An alternative approach- which might be what the folks on the forum meant- is to set 'log_statement = mod' in the database configuration (either globally for the cluster, or on the database or user you need to track) and then all statements that modify the database will be written to the server log. You'll then need to write something outside the database to scan the server log, filtering out tables you aren't interested in, etc.



回答2:

It looks like you can use pg_stat_database to get a transaction count and check if this changes from one backup run to the next - see this dba.se answer and comments for more details



回答3:

I like Jack's approach. You can query the table stats and know the number of inserts, updates, deletes and so:

select n_tup_upd from pg_stat_user_tables  where relname = 'YOUR_TABLE';

every update will increase the count by 1.

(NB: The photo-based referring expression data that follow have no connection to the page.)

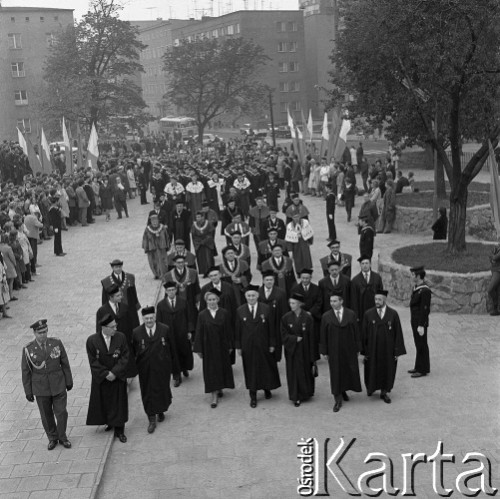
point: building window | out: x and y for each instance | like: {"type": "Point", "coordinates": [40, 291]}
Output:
{"type": "Point", "coordinates": [51, 39]}
{"type": "Point", "coordinates": [283, 86]}
{"type": "Point", "coordinates": [15, 41]}
{"type": "Point", "coordinates": [24, 124]}
{"type": "Point", "coordinates": [21, 97]}
{"type": "Point", "coordinates": [17, 69]}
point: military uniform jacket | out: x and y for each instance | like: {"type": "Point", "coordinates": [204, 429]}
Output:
{"type": "Point", "coordinates": [45, 373]}
{"type": "Point", "coordinates": [420, 305]}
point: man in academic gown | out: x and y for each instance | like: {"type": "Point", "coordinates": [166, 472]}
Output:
{"type": "Point", "coordinates": [340, 344]}
{"type": "Point", "coordinates": [255, 342]}
{"type": "Point", "coordinates": [126, 282]}
{"type": "Point", "coordinates": [265, 249]}
{"type": "Point", "coordinates": [282, 268]}
{"type": "Point", "coordinates": [334, 283]}
{"type": "Point", "coordinates": [276, 299]}
{"type": "Point", "coordinates": [154, 347]}
{"type": "Point", "coordinates": [363, 288]}
{"type": "Point", "coordinates": [172, 311]}
{"type": "Point", "coordinates": [120, 314]}
{"type": "Point", "coordinates": [108, 354]}
{"type": "Point", "coordinates": [180, 249]}
{"type": "Point", "coordinates": [344, 259]}
{"type": "Point", "coordinates": [312, 302]}
{"type": "Point", "coordinates": [180, 223]}
{"type": "Point", "coordinates": [188, 287]}
{"type": "Point", "coordinates": [382, 344]}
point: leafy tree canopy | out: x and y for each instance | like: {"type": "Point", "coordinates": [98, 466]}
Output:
{"type": "Point", "coordinates": [207, 78]}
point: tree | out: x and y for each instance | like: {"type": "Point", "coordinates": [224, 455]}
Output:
{"type": "Point", "coordinates": [88, 72]}
{"type": "Point", "coordinates": [406, 61]}
{"type": "Point", "coordinates": [207, 78]}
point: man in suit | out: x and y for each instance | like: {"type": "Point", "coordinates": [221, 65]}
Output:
{"type": "Point", "coordinates": [344, 259]}
{"type": "Point", "coordinates": [420, 307]}
{"type": "Point", "coordinates": [108, 353]}
{"type": "Point", "coordinates": [172, 311]}
{"type": "Point", "coordinates": [46, 375]}
{"type": "Point", "coordinates": [282, 268]}
{"type": "Point", "coordinates": [312, 302]}
{"type": "Point", "coordinates": [115, 308]}
{"type": "Point", "coordinates": [126, 282]}
{"type": "Point", "coordinates": [336, 282]}
{"type": "Point", "coordinates": [255, 342]}
{"type": "Point", "coordinates": [382, 344]}
{"type": "Point", "coordinates": [83, 203]}
{"type": "Point", "coordinates": [156, 358]}
{"type": "Point", "coordinates": [364, 286]}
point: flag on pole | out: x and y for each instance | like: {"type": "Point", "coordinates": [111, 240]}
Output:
{"type": "Point", "coordinates": [79, 154]}
{"type": "Point", "coordinates": [93, 148]}
{"type": "Point", "coordinates": [309, 126]}
{"type": "Point", "coordinates": [342, 140]}
{"type": "Point", "coordinates": [68, 149]}
{"type": "Point", "coordinates": [494, 188]}
{"type": "Point", "coordinates": [45, 152]}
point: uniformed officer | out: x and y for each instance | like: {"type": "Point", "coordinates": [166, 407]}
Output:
{"type": "Point", "coordinates": [420, 305]}
{"type": "Point", "coordinates": [47, 376]}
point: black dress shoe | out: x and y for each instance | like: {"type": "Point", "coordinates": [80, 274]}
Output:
{"type": "Point", "coordinates": [66, 444]}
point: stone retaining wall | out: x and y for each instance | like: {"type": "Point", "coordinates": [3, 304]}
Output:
{"type": "Point", "coordinates": [451, 292]}
{"type": "Point", "coordinates": [478, 223]}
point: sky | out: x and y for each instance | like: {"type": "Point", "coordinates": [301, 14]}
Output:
{"type": "Point", "coordinates": [166, 9]}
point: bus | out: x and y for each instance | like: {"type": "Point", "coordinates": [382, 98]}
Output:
{"type": "Point", "coordinates": [175, 124]}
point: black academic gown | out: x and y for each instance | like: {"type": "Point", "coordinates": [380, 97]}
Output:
{"type": "Point", "coordinates": [108, 402]}
{"type": "Point", "coordinates": [214, 340]}
{"type": "Point", "coordinates": [313, 303]}
{"type": "Point", "coordinates": [363, 293]}
{"type": "Point", "coordinates": [177, 321]}
{"type": "Point", "coordinates": [254, 336]}
{"type": "Point", "coordinates": [382, 341]}
{"type": "Point", "coordinates": [341, 342]}
{"type": "Point", "coordinates": [278, 306]}
{"type": "Point", "coordinates": [156, 360]}
{"type": "Point", "coordinates": [299, 355]}
{"type": "Point", "coordinates": [124, 325]}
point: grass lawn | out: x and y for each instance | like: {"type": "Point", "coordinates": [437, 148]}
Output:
{"type": "Point", "coordinates": [435, 257]}
{"type": "Point", "coordinates": [424, 199]}
{"type": "Point", "coordinates": [428, 185]}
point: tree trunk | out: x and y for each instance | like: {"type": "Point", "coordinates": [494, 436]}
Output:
{"type": "Point", "coordinates": [456, 229]}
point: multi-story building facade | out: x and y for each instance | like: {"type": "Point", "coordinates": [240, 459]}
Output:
{"type": "Point", "coordinates": [26, 36]}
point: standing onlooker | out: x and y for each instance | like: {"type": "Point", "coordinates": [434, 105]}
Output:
{"type": "Point", "coordinates": [420, 306]}
{"type": "Point", "coordinates": [494, 284]}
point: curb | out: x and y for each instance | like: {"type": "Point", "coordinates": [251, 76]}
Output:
{"type": "Point", "coordinates": [109, 444]}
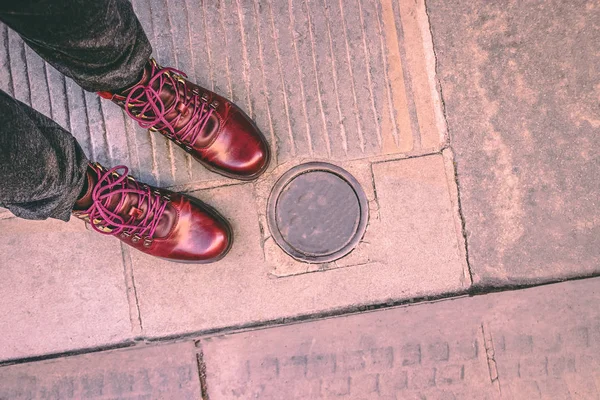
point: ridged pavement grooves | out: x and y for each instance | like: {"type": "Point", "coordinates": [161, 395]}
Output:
{"type": "Point", "coordinates": [324, 79]}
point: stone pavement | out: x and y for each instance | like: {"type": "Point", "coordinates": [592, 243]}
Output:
{"type": "Point", "coordinates": [538, 343]}
{"type": "Point", "coordinates": [491, 188]}
{"type": "Point", "coordinates": [521, 94]}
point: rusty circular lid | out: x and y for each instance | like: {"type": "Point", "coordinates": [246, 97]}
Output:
{"type": "Point", "coordinates": [317, 212]}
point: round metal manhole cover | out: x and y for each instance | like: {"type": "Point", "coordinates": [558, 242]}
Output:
{"type": "Point", "coordinates": [317, 212]}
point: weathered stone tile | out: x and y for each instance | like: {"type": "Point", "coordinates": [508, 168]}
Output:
{"type": "Point", "coordinates": [63, 288]}
{"type": "Point", "coordinates": [153, 372]}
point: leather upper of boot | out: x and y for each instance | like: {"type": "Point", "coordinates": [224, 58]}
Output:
{"type": "Point", "coordinates": [156, 221]}
{"type": "Point", "coordinates": [208, 126]}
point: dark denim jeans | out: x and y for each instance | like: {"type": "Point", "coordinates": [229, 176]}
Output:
{"type": "Point", "coordinates": [100, 44]}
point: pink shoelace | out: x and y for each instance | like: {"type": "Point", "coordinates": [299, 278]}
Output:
{"type": "Point", "coordinates": [111, 184]}
{"type": "Point", "coordinates": [150, 110]}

bare in mind this method is viable when you have a single DB. multiple instances will require different approach probably.



回答4:

See the following article:

MySQL versus PostgreSQL: Adding a 'Last Modified Time' Column to a Table http://www.pointbeing.net/weblog/2008/03/mysql-versus-postgresql-adding-a-last-modified-column-to-a-table.html



回答5:

You can write a stored procedure in an "untrusted language" (e.g. plpythonu): This allows access to the files in the postgres "base" directory. Return the larges mtime of these files in the stored procedure.

But this is only vague, since vacuum will change these files and the mtime.